Nessel joked about the situation in her apology on Facebook, calling it “tailgate-gate” and pledging “definitely never to have another Bloody Mary. Cause it’s gonna take a while to get that taste out of my mouth.”
The Michigan Republican Party criticized the incident and took issue with her apology. Gustavo Portela, the Michigan GOP communications director, said Nessel “is setting the wrong example by allowing herself to be publicly intoxicated, something that is punishable by law.”
He added, “The pictures surfacing from the state’s top law enforcement office are disturbing and embarrassing.”

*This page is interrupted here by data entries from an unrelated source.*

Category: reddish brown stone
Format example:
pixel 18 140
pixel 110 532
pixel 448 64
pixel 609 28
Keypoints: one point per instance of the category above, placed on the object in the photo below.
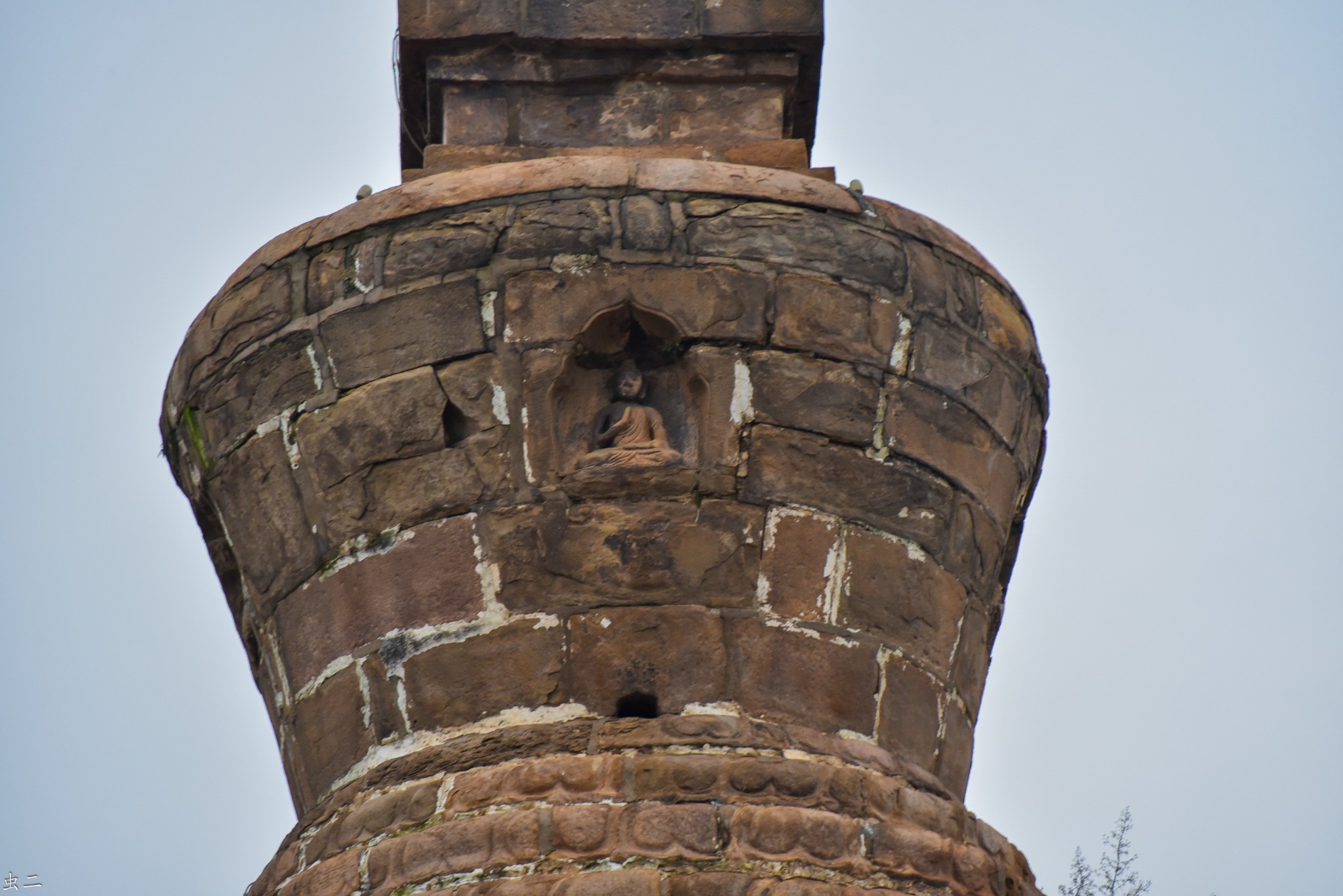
pixel 940 286
pixel 1008 327
pixel 648 553
pixel 425 579
pixel 794 677
pixel 454 847
pixel 771 153
pixel 708 883
pixel 572 226
pixel 824 317
pixel 517 665
pixel 785 833
pixel 403 332
pixel 546 307
pixel 257 389
pixel 375 815
pixel 799 558
pixel 673 655
pixel 802 238
pixel 899 594
pixel 721 113
pixel 763 16
pixel 907 849
pixel 797 468
pixel 810 394
pixel 234 320
pixel 397 417
pixel 264 513
pixel 325 280
pixel 645 225
pixel 329 732
pixel 452 246
pixel 405 494
pixel 553 779
pixel 339 875
pixel 930 427
pixel 910 712
pixel 955 750
pixel 971 664
pixel 965 368
pixel 638 829
pixel 474 121
pixel 598 19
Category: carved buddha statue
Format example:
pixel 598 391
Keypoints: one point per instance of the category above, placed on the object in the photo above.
pixel 626 431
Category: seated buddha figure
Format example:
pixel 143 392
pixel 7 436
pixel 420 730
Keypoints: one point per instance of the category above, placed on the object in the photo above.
pixel 628 433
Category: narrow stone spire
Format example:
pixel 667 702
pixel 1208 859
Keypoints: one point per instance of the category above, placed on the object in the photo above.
pixel 602 516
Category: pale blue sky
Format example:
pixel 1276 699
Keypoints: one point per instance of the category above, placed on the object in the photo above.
pixel 1159 182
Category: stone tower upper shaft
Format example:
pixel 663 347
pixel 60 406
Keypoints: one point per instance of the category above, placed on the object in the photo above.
pixel 617 505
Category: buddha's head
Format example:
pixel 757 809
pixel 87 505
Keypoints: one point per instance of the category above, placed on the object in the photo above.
pixel 628 383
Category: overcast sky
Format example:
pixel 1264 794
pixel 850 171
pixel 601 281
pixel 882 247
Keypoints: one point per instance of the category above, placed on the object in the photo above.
pixel 1159 180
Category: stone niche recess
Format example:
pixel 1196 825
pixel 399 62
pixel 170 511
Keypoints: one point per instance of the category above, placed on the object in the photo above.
pixel 520 632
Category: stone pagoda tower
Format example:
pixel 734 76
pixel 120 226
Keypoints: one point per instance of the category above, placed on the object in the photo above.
pixel 618 505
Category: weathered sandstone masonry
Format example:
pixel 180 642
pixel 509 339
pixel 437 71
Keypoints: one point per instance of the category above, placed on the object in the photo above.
pixel 617 524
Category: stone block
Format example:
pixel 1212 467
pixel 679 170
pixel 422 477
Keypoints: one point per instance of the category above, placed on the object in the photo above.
pixel 769 153
pixel 397 417
pixel 925 425
pixel 325 280
pixel 434 19
pixel 630 116
pixel 405 494
pixel 264 513
pixel 1006 325
pixel 821 316
pixel 708 883
pixel 402 332
pixel 746 781
pixel 374 815
pixel 474 121
pixel 257 389
pixel 611 554
pixel 426 578
pixel 792 676
pixel 797 468
pixel 942 288
pixel 792 834
pixel 515 665
pixel 605 20
pixel 570 226
pixel 910 712
pixel 810 394
pixel 329 734
pixel 234 320
pixel 725 115
pixel 732 18
pixel 971 664
pixel 715 382
pixel 339 875
pixel 673 655
pixel 902 848
pixel 438 250
pixel 454 847
pixel 955 750
pixel 555 781
pixel 801 556
pixel 899 594
pixel 649 830
pixel 704 303
pixel 645 225
pixel 965 368
pixel 802 238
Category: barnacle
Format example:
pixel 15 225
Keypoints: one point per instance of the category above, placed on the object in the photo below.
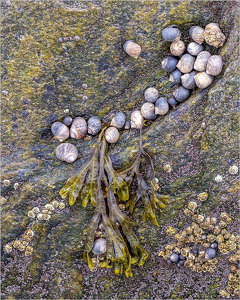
pixel 106 188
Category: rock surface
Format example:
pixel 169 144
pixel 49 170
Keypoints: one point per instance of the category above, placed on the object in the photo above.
pixel 51 51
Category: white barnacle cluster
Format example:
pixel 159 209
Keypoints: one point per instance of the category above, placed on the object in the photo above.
pixel 46 212
pixel 23 244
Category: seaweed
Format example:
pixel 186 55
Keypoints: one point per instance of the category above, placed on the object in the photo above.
pixel 106 188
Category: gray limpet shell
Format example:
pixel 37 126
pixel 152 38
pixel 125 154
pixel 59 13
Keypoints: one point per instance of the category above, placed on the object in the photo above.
pixel 60 131
pixel 169 63
pixel 111 135
pixel 194 48
pixel 100 246
pixel 67 121
pixel 188 80
pixel 186 63
pixel 170 34
pixel 175 76
pixel 214 65
pixel 94 125
pixel 67 152
pixel 181 94
pixel 79 128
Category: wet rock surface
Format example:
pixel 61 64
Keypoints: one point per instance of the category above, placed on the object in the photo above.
pixel 44 79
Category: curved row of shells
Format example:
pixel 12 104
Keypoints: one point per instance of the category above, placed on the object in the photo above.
pixel 190 66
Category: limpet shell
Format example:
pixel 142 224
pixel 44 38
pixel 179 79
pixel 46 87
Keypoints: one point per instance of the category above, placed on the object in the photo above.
pixel 132 49
pixel 79 128
pixel 60 131
pixel 67 152
pixel 111 135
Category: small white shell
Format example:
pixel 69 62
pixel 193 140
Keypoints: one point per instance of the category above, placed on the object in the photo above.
pixel 79 128
pixel 60 131
pixel 188 80
pixel 185 64
pixel 214 65
pixel 67 152
pixel 100 246
pixel 132 49
pixel 136 119
pixel 148 111
pixel 118 120
pixel 111 135
pixel 213 35
pixel 67 120
pixel 177 48
pixel 201 61
pixel 203 80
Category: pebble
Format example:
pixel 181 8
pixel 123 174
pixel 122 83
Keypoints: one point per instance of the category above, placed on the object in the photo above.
pixel 172 101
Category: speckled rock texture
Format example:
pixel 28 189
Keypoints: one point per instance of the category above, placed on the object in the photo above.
pixel 42 76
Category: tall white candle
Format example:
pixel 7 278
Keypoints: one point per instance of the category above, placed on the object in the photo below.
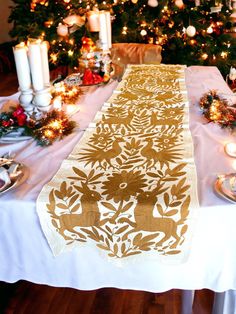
pixel 22 66
pixel 36 65
pixel 45 64
pixel 93 21
pixel 109 36
pixel 105 29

Nessel said that she drank two Bloody Marys on an empty stomach while tailgating. She said that it seemed like a good idea “since as long as you put enough vegetables in them, it’s practically a salad.” Included alongside her apology was a picture of her slumped in her seat with a Michigan hat over her eyes.
She described what happened afterward, saying, “I went home, fell asleep on the couch, and my wife threw some blankets on me and provided me with some water and Tylenol for what she knew would be a skull-crushing hangover the next day. (Best wife ever!)”
Some constituents called Nessel’s apology relatable. One said, “It’s nice to see an elected official own up to a personal transgression with tongue in cheek humor and no obfuscation and denial.”
Ingrid Jacques, the deputy editorial page editor at the Detroit News, took issue with Nessel’s behavior. She tweeted, “Dana Nessel is trying to make light of what happened, but getting so drunk she had to be wheeled out of the game is a seriously bad look for our state AG.”
Nessel, a Democrat, was elected in 2018 after a tight race against Republican state House Speaker Tom Leonard. As the first Democratic attorney general in Michigan in 16 years, she withdrew Michigan from federal lawsuits involving abortion and LGBTQ discrimination. She also filed a lawsuit in an attempt to shut down the Line 5 oil and gas pipeline, alleging it violates the Michigan Environmental Protection Act. The pipeline made headlines in recent days as the Biden administration is exploring shutting it down.
The attorney general wasn’t the only one to lose herself at the nail-biting rivalry game, which was the first matchup since 1964 when the two teams were ranked in the top 10 in the AP poll. Twenty fans in Spartan Stadium faced a disciplinary response from Michigan State University Police and 15 fans were ejected from the game.